Import adeInfo (Handle to Cadence Simulation Data)

Run a nominal simulation by disabling the Parameters and then launch MATLAB from the Results tab on maestro view. This makes the adeInfo object available in the workspace so you can also launch Cadence simulation from MATLAB.

Optimization Workflow

The first two steps in the workflow use Cadence Virtuoso while the third and fourth steps use MATLAB. The first two steps are already performed in the design provided with this example. You can skip to Start the optimization routine if you are using the design provided. But if you are using a different design for optimization, start from Setup optimization specifications.

  1. Setup optimization specifications in the Outputs Setup of Cadence maestro view.

  2. Declare optimization variables to be the transistor device parameters in the Cadence maestro view. Also define the range of values that the parameters can take.

  3. Start the optimization routine which results in several simulation runs. Optimization routine stops when the goals or stop criteria are met.

  4. Set the optimized parameter values to device parameters.

Setup Optimization Specifications

Define the performance specifications in the Outputs Setup of the maestro view. Then import them into MATLAB as optimization specifications.

To configure the specifications in the output table:

  • Add expressions to the output table for defining design specifications in maestro view. Currently only > and < specifications are supported.

  • Assign unique weights in the range (1,100) to the specifications with a weight of 100 being the highest priority spec.

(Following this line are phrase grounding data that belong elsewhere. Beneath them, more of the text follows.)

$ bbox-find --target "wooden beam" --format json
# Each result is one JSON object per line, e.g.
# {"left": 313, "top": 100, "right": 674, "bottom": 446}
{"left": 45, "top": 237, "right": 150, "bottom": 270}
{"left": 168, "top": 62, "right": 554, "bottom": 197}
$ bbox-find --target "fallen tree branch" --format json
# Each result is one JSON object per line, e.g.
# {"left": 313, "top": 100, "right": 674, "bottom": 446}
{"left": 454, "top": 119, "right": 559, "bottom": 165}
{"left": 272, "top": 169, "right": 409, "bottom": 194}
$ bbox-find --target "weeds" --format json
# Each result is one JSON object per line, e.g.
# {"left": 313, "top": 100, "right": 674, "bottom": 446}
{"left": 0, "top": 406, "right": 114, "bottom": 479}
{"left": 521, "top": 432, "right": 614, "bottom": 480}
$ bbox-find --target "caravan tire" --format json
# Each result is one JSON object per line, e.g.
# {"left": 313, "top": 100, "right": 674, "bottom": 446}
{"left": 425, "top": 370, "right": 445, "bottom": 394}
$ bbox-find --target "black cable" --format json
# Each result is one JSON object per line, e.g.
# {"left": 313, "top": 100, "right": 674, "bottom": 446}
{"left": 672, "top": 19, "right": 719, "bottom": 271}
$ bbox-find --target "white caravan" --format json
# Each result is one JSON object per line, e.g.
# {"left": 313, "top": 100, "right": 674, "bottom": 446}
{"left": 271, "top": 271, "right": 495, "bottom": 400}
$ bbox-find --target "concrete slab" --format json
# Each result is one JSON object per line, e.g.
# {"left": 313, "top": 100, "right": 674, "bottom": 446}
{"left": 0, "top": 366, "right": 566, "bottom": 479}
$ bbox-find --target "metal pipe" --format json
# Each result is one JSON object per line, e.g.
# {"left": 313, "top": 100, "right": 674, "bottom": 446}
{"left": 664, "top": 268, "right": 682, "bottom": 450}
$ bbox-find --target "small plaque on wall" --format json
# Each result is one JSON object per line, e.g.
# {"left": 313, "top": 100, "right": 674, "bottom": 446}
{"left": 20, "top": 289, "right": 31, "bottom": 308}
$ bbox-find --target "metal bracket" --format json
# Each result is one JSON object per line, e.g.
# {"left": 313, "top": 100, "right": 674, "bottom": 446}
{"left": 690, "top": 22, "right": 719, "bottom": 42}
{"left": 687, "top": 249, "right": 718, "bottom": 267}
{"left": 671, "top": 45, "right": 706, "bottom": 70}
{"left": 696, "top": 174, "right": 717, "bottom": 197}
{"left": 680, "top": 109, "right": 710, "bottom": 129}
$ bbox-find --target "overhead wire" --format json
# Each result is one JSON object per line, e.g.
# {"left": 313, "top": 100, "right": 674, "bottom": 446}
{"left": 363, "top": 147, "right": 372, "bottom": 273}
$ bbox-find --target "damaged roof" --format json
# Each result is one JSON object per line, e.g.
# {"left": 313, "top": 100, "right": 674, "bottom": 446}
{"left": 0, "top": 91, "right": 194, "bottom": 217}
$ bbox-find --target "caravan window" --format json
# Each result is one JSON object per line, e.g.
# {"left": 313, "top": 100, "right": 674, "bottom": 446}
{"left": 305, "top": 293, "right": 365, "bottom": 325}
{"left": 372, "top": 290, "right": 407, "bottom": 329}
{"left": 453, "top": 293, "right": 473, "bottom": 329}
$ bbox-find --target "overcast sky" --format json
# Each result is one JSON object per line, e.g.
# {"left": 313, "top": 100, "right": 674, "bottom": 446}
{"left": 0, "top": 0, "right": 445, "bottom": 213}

  • Save the maestro view.

Declare Optimization Variables in Cadence

Optimization variables or parameters are the quantities that you vary to meet the design specifications. Follow the steps below to declare and setup device parameters as optimization variables. Setting up device parameters is explained in Virtuoso ADE Assembler User Guide under the section Working with Device Instance Parameters.

  • Add parameters to be optimized in the maestro view. This opens the schematic view which lets you set parameter range and also select the device parameters need to be matched. For example, select the input transistors of an opamp as matched parameters.


  • Set the range of values that each parameter can take in the format Min:Step:Max using the scientific or exponential notation. For example, if the parameter M24I can vary between 3 um and 10 um with a setp size of 0.1 um, set the parameter as 3e-6:0.1e-6:10e-6. Similarly, if the parameter M24W can vary between 3 um and 40 um with a setp size of 0.1 um, set the parameter as 3e-6:0.1e-6:40e-6.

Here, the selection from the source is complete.